MAURICE’S STOOGE, NAGY, had carried a rucksack full of apparently worthless deutsche marks through much of Germany. Maurice offered Willy a percentage of the face value if he could dispose of the marks.
“You mean that as a serious offer?”
“Ten percent of whatever you get.”
“You offer me ten percent of shi
t, my friend. That paper is junk.”
But Willy figured out how the old marks could have some value and returned with a plan. The Germans didn’t trust the occupation currency. If you knew where to look you could find businesses—not necessarily legal—where the old deutsche mark was still used and unwanted occupation marks had accumulated from GI trade. Willy knew where to look and could turn old marks into new, at a steep discount, of course.
The problem with the new currency was that GIs were limited in the amount they were allowed to convert to dollars.
Willy’s plan was to use the military marks to buy U.S. postage.
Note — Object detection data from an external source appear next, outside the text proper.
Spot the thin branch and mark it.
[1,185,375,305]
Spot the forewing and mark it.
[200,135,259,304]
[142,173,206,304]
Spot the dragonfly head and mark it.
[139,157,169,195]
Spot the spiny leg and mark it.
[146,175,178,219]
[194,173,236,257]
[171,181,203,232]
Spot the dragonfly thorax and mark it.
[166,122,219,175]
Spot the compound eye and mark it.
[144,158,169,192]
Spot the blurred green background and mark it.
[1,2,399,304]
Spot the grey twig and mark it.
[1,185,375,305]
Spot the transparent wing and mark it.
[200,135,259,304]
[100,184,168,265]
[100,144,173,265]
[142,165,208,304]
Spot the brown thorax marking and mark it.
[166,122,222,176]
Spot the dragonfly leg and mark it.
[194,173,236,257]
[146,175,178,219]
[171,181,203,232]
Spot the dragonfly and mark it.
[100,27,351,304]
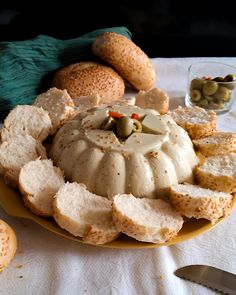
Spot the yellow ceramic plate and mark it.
[0,177,236,249]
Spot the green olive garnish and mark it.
[101,117,116,130]
[116,116,133,138]
[190,89,202,102]
[133,119,143,132]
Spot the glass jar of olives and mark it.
[185,62,236,114]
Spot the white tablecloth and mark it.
[0,58,236,295]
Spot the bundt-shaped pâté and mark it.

The stamps could then be exchanged for dollars without limit.
“You want me to buy stamps?”
Willy explained again—exchange the old marks for new, then use the new marks to buy stamps. That wouldn’t be simple. The stamps had to be purchased in relatively small lots so as not to alert authorities. It required traveling to post offices throughout Saxony, buying here and there, representing themselves as collectors if necessary. Army post offices were open between nine and seventeen hundred hours on weekdays, nine and twelve Saturdays. They would need transportation, an area-wide pass, a number of IDs.
Maurice said he could arrange for passes and transportation and IDs, but how would they get dollars for the stamps?
“We will offer the stamps at a discount,” Willy said. “No problem.” He wanted 50 percent of whatever the stamps brought in and Maurice said, “The hell with it. Go ahead.” Whatever could be exchanged for the outdated currency was so much gravy.
Willy wanted me involved but I refused to have any part in it. There were severe penalties for dealing in marks.
Willy said, “The first law of self-improvement is, you do not get rich sitting on your ass. I take it on myself—out of the goodness of my heart—to return you to Detroit a rich man.”
I said, “No thanks. My buddies didn’t die so I could hustle marks in Grossdorf.”
Willy treated me as though I were the one displaced. “You will return to Detroit with your stories of war and roll around in the life of the mind and you will have learned absolutely nothing. I offer you, entirely without cost, a few valuable lessons.”